I'm not sitting in the sparrow's perch
today, in more ways than one. I've taken on a job for a brother in
the church, and the job location is in the opposite direction of the
church. I'm sure very few people would understand, but I miss my time
of prayer, bible study, and writing from the sanctified confines of
my church office. I especially miss the sparrows tittering outside
my window.
Spiritually, I found myself about a
hundred miles away from the presence of God today, with no one to
blame but myself. I let something someone told me this morning get
in my craw, and couldn't let it go. I was like the old turtle who'd
fallen off the stump only to land on his back. He saw a little boy
walking toward the pond and started kicking and flailing in hopes the
boy would pick him up and put him upright. Instead the boy grabbed
the startled turtle by one leg, took it home, killed it and threw it
in a pot. Moral: If you kick up a fuss, you'll end up in a stew.
It's not the first time I've felt like
that old turtle, and you'd think I'd know better than to kick up a
fuss. To make matters worse, a rainstorm blew in about noon time,
putting an end to my very productive day.
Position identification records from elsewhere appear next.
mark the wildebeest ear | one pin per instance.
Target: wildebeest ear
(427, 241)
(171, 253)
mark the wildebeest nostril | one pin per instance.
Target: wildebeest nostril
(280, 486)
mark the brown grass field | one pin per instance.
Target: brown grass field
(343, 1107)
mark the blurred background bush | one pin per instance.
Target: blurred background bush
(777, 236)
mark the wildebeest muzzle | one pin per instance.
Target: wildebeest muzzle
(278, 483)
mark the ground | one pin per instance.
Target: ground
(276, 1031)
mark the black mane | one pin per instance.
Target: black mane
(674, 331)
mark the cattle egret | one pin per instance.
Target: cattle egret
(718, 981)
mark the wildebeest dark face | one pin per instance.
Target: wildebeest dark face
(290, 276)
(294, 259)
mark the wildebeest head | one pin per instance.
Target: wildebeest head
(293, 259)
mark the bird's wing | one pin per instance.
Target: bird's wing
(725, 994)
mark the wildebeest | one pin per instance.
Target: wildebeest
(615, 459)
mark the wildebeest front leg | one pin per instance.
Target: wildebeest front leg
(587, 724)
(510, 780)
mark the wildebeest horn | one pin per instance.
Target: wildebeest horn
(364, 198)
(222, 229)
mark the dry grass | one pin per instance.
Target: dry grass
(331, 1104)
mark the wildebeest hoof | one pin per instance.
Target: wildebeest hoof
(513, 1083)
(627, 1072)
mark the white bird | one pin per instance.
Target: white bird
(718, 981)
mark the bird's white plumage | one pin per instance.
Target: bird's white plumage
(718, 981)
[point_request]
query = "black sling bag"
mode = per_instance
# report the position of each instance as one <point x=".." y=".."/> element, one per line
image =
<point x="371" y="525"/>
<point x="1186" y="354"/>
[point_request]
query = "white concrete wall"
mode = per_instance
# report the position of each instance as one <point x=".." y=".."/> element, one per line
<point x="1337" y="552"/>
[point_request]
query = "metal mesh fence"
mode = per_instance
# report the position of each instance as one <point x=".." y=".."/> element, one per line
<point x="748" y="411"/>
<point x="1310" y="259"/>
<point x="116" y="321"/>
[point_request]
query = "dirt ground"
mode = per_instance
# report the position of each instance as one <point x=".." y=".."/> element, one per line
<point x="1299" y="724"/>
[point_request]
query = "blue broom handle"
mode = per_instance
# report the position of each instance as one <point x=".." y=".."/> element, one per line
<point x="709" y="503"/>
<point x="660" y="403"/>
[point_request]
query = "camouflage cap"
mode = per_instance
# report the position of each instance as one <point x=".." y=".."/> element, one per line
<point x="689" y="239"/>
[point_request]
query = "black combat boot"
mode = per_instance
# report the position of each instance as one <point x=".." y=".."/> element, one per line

Now, everything I'd
planned on doing is delayed a day. On the other hand, we need the
rain, so I felt guilty for grousing about the rain. As you can
imagine, by the time I got home I was about a million miles away from
the presence of God. So, I did what every man does in moments like
this, I tore something apart. I've been working very slowly on our
front bathroom in order to have it ready for my oldest daughter to
come visit in July.
Today I ripped it up!
PROBLEM: I don't have the funds to put
it back together as quickly as I tore it apart. So,not only was I in
a stew about something someone said, but I now have a bathroom with a
great big hole in the floor and no money to fix it. Worst of all, I
have no one to blame but myself. Even more disgusting than that, I
feel terrible inside, and simply want to sit quietly before the Lord
and cry. Yes, I said cry. I know, 57 year old men shouldn't cry,
but that's what I feel like.
If I lived in the days of the Old
Testament, I would have to throw a lamb over my shoulder and head
toward the tabernacle.
I can here it now,
“There goes Dave again.”
“Poor Guy, he's so messed up, he
keeps the priests well fed single handedly.”
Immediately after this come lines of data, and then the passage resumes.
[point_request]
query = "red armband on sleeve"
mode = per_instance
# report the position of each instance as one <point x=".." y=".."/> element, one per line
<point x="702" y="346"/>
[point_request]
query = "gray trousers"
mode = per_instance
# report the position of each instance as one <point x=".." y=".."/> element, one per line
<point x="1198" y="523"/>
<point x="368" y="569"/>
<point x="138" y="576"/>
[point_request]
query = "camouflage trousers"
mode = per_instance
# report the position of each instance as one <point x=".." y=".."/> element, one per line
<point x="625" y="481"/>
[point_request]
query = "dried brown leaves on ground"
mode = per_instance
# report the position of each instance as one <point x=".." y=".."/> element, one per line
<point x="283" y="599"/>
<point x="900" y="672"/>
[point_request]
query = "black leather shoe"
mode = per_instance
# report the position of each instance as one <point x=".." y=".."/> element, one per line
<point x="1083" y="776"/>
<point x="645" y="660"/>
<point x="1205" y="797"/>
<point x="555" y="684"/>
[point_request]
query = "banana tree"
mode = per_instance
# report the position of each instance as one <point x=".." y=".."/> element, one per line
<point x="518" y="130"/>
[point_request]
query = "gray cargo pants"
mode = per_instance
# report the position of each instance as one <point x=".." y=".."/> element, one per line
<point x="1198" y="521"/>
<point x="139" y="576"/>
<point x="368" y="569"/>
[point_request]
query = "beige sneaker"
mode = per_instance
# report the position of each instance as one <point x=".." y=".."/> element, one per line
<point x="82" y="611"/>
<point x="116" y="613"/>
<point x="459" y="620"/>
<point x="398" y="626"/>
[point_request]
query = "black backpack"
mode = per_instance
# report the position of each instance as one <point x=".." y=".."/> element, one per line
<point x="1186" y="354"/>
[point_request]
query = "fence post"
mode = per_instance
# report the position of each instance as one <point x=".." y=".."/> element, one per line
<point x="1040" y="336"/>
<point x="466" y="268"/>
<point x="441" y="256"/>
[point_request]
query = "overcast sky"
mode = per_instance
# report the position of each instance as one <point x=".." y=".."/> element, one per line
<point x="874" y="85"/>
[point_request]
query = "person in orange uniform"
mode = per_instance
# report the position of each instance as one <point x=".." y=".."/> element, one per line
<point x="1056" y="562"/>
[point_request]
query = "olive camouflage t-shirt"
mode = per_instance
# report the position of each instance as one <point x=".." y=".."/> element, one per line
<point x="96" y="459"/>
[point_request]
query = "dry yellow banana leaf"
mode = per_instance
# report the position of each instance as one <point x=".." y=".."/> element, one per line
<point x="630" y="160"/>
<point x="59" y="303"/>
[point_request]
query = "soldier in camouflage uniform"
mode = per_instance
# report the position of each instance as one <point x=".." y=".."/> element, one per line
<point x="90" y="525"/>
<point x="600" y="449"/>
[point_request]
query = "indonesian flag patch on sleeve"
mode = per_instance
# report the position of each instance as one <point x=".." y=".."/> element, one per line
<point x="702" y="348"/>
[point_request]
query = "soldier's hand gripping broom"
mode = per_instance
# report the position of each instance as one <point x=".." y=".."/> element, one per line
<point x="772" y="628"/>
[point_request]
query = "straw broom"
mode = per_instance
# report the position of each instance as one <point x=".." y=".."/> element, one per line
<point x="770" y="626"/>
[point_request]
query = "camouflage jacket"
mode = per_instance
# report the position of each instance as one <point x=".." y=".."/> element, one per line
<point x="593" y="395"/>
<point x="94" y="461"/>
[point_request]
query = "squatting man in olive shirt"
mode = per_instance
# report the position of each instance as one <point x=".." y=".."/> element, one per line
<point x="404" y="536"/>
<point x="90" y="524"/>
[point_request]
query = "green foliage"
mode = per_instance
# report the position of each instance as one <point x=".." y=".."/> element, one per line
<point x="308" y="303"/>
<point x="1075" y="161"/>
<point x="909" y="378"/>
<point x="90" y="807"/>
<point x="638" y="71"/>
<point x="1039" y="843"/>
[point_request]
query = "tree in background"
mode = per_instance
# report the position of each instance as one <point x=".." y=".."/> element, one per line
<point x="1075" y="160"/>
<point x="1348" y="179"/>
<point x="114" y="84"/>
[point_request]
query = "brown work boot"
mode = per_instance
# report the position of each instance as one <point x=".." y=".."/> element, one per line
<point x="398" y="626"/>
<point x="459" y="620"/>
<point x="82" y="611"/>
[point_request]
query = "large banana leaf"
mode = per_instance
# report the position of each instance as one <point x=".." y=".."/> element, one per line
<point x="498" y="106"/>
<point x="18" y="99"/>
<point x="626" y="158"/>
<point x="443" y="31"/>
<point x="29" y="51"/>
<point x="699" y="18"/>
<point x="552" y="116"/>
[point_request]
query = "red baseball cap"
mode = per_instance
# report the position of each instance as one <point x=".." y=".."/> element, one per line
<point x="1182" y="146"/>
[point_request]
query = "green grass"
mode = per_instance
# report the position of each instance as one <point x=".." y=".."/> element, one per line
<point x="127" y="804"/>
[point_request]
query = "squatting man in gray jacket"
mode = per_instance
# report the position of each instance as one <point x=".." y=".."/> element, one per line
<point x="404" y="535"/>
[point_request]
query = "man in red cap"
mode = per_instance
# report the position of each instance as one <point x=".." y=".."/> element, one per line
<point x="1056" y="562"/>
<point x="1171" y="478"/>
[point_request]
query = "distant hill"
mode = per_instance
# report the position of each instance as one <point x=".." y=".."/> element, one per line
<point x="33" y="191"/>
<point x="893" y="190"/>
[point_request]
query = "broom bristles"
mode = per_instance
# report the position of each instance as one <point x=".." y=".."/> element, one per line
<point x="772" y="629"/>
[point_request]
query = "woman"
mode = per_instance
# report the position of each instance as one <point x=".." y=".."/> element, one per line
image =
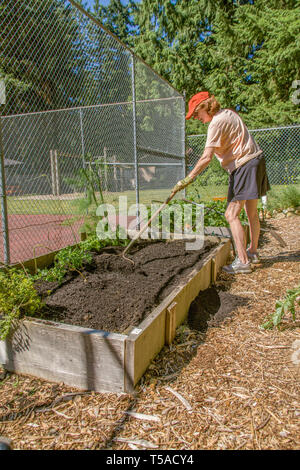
<point x="229" y="139"/>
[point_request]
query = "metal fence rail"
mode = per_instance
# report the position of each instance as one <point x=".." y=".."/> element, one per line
<point x="281" y="147"/>
<point x="77" y="100"/>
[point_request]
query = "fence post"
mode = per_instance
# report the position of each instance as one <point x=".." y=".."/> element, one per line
<point x="136" y="164"/>
<point x="4" y="216"/>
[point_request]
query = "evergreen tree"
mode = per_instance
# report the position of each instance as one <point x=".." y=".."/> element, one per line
<point x="117" y="18"/>
<point x="244" y="52"/>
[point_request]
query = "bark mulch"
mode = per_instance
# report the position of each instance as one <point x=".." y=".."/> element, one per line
<point x="224" y="383"/>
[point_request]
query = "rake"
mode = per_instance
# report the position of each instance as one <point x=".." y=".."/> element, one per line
<point x="138" y="235"/>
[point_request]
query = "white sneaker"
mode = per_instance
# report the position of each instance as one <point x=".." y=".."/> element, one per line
<point x="253" y="257"/>
<point x="237" y="267"/>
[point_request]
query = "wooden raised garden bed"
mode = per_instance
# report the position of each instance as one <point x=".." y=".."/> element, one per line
<point x="99" y="360"/>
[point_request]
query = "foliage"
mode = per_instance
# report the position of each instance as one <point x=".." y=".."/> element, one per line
<point x="75" y="258"/>
<point x="213" y="214"/>
<point x="283" y="199"/>
<point x="17" y="296"/>
<point x="213" y="175"/>
<point x="284" y="307"/>
<point x="68" y="259"/>
<point x="246" y="53"/>
<point x="117" y="18"/>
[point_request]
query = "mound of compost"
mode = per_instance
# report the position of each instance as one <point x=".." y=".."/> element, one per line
<point x="112" y="294"/>
<point x="211" y="307"/>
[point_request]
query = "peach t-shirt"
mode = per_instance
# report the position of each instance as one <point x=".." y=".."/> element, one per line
<point x="233" y="144"/>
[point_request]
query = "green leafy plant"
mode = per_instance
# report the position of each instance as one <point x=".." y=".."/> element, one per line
<point x="17" y="297"/>
<point x="283" y="307"/>
<point x="68" y="259"/>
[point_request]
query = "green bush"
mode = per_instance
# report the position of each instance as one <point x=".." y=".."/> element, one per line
<point x="283" y="307"/>
<point x="17" y="297"/>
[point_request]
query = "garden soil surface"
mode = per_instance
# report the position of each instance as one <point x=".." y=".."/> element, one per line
<point x="224" y="382"/>
<point x="112" y="294"/>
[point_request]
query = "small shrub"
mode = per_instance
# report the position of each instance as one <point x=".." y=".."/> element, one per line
<point x="17" y="297"/>
<point x="283" y="307"/>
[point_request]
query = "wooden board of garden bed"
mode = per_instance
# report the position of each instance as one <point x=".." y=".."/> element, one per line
<point x="98" y="360"/>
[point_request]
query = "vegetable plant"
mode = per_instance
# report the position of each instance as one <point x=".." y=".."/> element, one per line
<point x="17" y="297"/>
<point x="284" y="307"/>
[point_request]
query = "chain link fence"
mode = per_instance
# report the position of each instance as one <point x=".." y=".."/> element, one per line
<point x="83" y="117"/>
<point x="280" y="145"/>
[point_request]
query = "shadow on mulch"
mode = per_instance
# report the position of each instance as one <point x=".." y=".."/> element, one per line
<point x="211" y="307"/>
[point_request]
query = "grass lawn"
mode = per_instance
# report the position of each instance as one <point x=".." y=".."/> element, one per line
<point x="71" y="206"/>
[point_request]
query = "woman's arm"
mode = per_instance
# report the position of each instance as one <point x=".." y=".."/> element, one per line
<point x="203" y="162"/>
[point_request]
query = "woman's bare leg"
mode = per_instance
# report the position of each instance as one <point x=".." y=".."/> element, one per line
<point x="254" y="224"/>
<point x="232" y="216"/>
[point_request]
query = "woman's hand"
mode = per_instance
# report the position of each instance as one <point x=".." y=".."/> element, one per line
<point x="182" y="184"/>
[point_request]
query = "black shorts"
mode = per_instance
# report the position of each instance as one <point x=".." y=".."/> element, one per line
<point x="249" y="181"/>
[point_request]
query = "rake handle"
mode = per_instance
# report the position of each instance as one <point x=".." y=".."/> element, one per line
<point x="148" y="223"/>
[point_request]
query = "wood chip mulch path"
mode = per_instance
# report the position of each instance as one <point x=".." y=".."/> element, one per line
<point x="234" y="386"/>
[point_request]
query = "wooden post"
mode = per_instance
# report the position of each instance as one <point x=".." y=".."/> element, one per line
<point x="105" y="168"/>
<point x="171" y="322"/>
<point x="52" y="173"/>
<point x="115" y="172"/>
<point x="56" y="169"/>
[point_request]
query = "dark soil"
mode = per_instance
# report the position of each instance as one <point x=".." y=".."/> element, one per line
<point x="112" y="294"/>
<point x="211" y="307"/>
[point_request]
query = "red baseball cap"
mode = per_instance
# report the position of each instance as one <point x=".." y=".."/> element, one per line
<point x="195" y="100"/>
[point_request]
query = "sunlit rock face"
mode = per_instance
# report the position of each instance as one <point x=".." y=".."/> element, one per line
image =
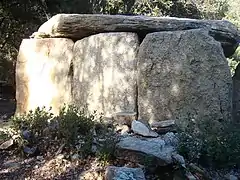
<point x="183" y="74"/>
<point x="105" y="72"/>
<point x="43" y="73"/>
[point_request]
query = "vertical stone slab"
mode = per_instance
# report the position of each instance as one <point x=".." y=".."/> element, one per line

“That's about the fourth trip to the
tabernacle this week.”
“At this rate, he ain't gonna have a
flock left.”
“You'd think he'd just stop
sinning.”
Yep, I feel pretty rotten. I know the
grace of God will heal me through the night, and tomorrow will be
another wonderful day. Still, I can't help but feel bad about this
wasted day. Just when I think I'm over something in my life, it will
sneak up and slap me in the face.
I'm just glad I don't have to carry a
stinking lamb over my shoulders to the tabernacle.
Forgive me Lord Jesus, give me the
grace to overcome, your love to love, and your joy to walk in.